What was not revealed at the time was the diplomat's role in a bizarre Cuban plot to place then-President Nixon's vacation home at Key Biscayne under surveillance.
The plan, which called for bugging the Nixon residence and a commando raid by Cuban frogmen, was never implemented.
But its discovery gave U.S. authorities an excuse to crack down on "Superactive" Cuban intelligence agents masked as U.N. diplomats in New York, according to government sources.
THE STORY, parts of which were reported eight years ago in The Miami Herald, has surfaced again - this time in a Jack Anderson column.
The Secret Service, the FBI and Nixon's office in San Clemente all refused comment on the Anderson report Thursday.

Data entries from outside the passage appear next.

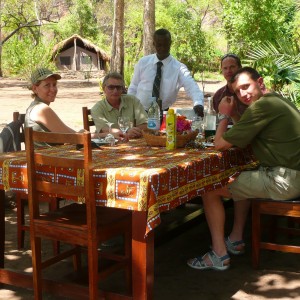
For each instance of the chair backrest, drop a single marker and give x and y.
(12, 135)
(87, 118)
(21, 118)
(80, 160)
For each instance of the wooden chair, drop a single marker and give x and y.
(87, 118)
(22, 198)
(274, 208)
(80, 225)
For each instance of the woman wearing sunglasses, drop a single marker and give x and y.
(114, 105)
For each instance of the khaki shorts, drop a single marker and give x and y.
(276, 183)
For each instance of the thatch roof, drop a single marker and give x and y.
(69, 42)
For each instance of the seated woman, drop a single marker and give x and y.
(39, 115)
(115, 105)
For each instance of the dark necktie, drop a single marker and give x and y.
(156, 83)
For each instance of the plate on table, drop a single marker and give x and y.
(208, 144)
(100, 142)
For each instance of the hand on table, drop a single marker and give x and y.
(134, 133)
(198, 109)
(227, 106)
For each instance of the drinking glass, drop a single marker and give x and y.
(124, 124)
(110, 138)
(198, 124)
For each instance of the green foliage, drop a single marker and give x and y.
(20, 57)
(248, 23)
(279, 64)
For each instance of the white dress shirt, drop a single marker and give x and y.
(174, 76)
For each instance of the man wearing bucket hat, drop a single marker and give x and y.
(39, 115)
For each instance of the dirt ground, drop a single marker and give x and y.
(72, 96)
(278, 277)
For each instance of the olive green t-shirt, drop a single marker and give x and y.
(272, 126)
(102, 112)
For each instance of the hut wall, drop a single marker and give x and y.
(84, 58)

Ron Ziegler, Nixon's former press secretary, said, "This is the first time I've ever heard of anything like that."
Bebe Rebozo, the former President's closest friend and one-time neighbor on Key Biscayne, said the same thing. "My impression is that it is more fiction than fact," Rebozo said. "If there had been any such plot - frogmen - I think the President would have transmitted the information to me."
Government sources in Washington confirmed the basic elements of the Anderson report, but emphasized that the plan was more of a surveillance scheme than anything else.
There is no evidence that Cuban commandos planned an assassination attack on Nixon, according to government and intelligence sources.
IT IS UNLIKELY, they added, that the Cubans would even have attempted to blow up the presidential compound.
"We assume their main interest was intelligence-gathering," said one source familiar with the plot. "The Cuban (intelligence) agents working out of the U.N. were superactive in those days and were concocting some wild schemes to try to prove themselves and impress their superiors."
U.S. authorities used the incident to crack down on the intelligence gathering of Cuba's diplomats at the U.N.
Shortly after Bonet's expulsion, the State Department ordered two other Cuban diplomats, Rogelio Rodriguez Lopez and Orlando Prendes Gutierrez, to leave the country for spying.
At the same time, according to government sources, it delivered a stern warning to the Cuban U.N. mission about its intelligence - gathering activities.
Why would Cuba plot such a James Bond-type scheme?
One State Department official offered this view: "You can assume that if we were as stupid as we were, trying to make Castro's beard fall out and all that, that they were equally stupid for coming up with such a wild-eyed scheme."